Lumbar hyperextension (spine)
Also known as a spine extension, this is one of the most effective lower back exercises you can do in the gym. In addition to allowing you to intensely work the muscles located in the lower region of your back, you will be able to engage your glutes and the back of your legs (hamstrings) to a certain extent.


Stand on a Roman bench supporting your hips and the front part of your legs on the padded area and trying to leave the pubis free.
Secure your ankles in the supports at the bottom of the bench.
Extend your trunk until you achieve a completely straight posture from head to toe.

Place your arms crossed at chest height.
Slowly flex your hips until you achieve an angle of approximately 90º.
Hold the position for a second and extend your hips in a controlled manner until you return to the starting position.

Keep your back straight the entire time.
Try not to overextend your waist back.
Avoid concentrating the effort on the head and/or neck.


Barbell deadlift (bent knees)

It is a basic exercise in lower body routines, especially to work the gluteal muscles. With some variations, a strong stimulus is achieved in the lower back or lumbar area.


Stand behind a bar with your feet shoulder-width apart.
Slightly bend your knees, but checking that they do not exceed the tip of your feet. This position will allow you to emphasize the work on the lower back.
Lean forward keeping your torso upright and respecting its natural curve.

Take the bar with a pronated grip, that is, with the palms facing the body.
Exhale as you straighten your core and lift the barbell to a vertical position.

Maintain a contraction of the muscles in the back of your body throughout the movement.
Avoid arching your back.
Relax your arms to make your body move.

Forward bending of the trunk (good morning)

We end the three lower back exercises in the gym with the forward bend, also known as Good Morning, as the movement involved resembles a bow. It is a complete exercise with which you work the lower back, the gluteus and the back of the leg (hamstrings) that stretches and contracts during the exercise.


Stand tall with your legs shoulder-width apart.
Choose a bar with the appropriate weight and bring it behind your head to support it between the neck and the shoulder blades.
Bend your knees a bit.

Take an inhalation as you lean your trunk forward as if you were going to bow in greeting.
The torso should be parallel to the ground and without rounding the back.
Move your hips in the opposite direction.
Exhale the air from your lungs while in a controlled way you raise your trunk until you return to the starting position.

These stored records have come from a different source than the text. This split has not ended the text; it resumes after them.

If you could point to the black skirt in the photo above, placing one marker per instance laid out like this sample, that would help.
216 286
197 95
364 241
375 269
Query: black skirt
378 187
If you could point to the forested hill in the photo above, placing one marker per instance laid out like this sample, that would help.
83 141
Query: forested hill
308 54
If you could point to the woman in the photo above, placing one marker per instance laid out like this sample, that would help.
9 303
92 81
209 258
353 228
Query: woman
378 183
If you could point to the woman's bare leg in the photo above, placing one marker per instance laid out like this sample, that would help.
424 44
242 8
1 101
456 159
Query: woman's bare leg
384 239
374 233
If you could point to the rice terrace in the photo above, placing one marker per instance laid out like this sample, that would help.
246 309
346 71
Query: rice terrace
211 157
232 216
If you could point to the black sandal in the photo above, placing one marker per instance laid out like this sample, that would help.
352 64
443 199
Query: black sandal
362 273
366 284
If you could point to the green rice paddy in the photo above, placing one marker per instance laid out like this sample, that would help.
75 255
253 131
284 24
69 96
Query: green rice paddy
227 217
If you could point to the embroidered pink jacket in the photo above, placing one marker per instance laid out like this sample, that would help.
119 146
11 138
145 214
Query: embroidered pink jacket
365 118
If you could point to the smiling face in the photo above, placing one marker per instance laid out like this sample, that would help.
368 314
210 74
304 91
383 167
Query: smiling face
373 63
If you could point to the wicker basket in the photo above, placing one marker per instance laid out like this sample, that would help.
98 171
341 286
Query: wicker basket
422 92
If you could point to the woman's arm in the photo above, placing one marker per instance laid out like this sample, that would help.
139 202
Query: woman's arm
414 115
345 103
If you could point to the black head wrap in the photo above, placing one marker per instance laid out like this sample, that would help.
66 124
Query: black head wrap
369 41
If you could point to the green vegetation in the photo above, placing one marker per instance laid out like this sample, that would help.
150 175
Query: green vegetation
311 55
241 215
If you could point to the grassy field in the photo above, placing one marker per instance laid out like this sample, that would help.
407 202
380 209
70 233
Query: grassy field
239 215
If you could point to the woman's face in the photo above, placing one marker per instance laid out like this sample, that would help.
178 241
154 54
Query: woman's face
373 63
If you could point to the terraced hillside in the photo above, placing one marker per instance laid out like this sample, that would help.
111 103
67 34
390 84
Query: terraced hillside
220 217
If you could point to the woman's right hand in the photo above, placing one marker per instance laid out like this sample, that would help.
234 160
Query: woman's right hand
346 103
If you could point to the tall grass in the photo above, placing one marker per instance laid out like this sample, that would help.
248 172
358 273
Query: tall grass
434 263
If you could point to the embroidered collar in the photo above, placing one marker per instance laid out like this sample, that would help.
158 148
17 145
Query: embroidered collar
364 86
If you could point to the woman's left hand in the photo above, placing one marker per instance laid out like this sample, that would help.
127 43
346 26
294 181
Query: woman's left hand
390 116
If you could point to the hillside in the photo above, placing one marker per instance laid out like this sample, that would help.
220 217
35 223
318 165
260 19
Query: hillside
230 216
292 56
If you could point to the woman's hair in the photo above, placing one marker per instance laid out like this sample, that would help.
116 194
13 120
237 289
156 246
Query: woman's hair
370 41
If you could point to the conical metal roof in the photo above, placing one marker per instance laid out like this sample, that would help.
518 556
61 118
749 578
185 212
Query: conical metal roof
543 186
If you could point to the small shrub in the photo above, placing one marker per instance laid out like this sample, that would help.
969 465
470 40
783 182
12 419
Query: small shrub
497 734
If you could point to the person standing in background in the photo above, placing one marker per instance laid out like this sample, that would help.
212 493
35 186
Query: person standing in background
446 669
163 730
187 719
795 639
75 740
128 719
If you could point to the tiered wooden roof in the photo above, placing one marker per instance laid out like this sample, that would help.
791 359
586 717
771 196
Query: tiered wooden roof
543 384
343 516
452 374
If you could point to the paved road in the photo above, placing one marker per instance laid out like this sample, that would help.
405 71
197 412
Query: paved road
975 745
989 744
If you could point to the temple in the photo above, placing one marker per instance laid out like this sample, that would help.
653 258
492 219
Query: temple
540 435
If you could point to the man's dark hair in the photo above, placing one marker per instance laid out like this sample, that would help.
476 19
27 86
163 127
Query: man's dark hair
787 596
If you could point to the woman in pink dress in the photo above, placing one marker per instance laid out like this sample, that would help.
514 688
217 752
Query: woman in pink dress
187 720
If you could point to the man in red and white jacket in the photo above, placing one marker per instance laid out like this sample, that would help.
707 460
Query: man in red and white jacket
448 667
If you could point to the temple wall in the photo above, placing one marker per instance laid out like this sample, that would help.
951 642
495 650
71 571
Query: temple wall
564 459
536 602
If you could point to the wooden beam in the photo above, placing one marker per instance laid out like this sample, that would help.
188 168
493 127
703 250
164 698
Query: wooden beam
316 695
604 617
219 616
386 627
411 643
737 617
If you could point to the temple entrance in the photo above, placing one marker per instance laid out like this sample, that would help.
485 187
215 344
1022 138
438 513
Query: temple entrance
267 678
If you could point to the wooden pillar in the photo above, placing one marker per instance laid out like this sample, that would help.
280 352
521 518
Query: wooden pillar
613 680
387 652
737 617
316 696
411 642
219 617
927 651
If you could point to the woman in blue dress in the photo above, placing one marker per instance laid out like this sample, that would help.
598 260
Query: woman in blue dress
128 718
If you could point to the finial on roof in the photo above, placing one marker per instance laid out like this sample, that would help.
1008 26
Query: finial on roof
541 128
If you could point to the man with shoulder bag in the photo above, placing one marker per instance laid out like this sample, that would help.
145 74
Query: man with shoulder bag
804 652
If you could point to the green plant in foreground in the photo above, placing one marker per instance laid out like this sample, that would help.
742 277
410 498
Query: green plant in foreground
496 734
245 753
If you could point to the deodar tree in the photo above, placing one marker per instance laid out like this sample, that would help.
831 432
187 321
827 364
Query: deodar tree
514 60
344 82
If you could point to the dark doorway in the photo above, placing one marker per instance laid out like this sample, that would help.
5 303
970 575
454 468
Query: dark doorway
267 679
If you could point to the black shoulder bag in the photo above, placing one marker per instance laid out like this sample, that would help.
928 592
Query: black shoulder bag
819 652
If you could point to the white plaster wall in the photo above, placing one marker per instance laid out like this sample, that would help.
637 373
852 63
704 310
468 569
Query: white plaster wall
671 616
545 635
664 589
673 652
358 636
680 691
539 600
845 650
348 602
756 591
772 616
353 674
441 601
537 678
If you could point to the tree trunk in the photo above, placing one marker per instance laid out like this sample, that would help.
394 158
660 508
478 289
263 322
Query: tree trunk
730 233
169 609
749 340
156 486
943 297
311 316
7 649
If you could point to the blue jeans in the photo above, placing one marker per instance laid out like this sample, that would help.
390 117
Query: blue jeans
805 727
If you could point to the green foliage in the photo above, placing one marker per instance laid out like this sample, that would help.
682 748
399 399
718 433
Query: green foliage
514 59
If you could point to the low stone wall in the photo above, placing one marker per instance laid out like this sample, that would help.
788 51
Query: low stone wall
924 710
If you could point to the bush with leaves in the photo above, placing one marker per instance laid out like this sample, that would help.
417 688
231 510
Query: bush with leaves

Keep your back straight throughout the movement.
Raise your head and keep your eyes straight ahead.
Do not try to flex your trunk beyond a 90-degree angle.

Also known as the lumbar region, the lower back takes on great importance in the central area of the body as it is involved in almost all the movements you make in your daily life. From lifting something off the ground to serving as a support for many tensions and loads that you carry out in your routines. Including some of the lower back exercises from the gym that we just recommended will not only help you strengthen those muscles, but it will also keep some risks of back pain away. So put these movements into practice. Remember that for repetitions, intensities and weights you can approach the staff, who are here to help you execute the movements properly.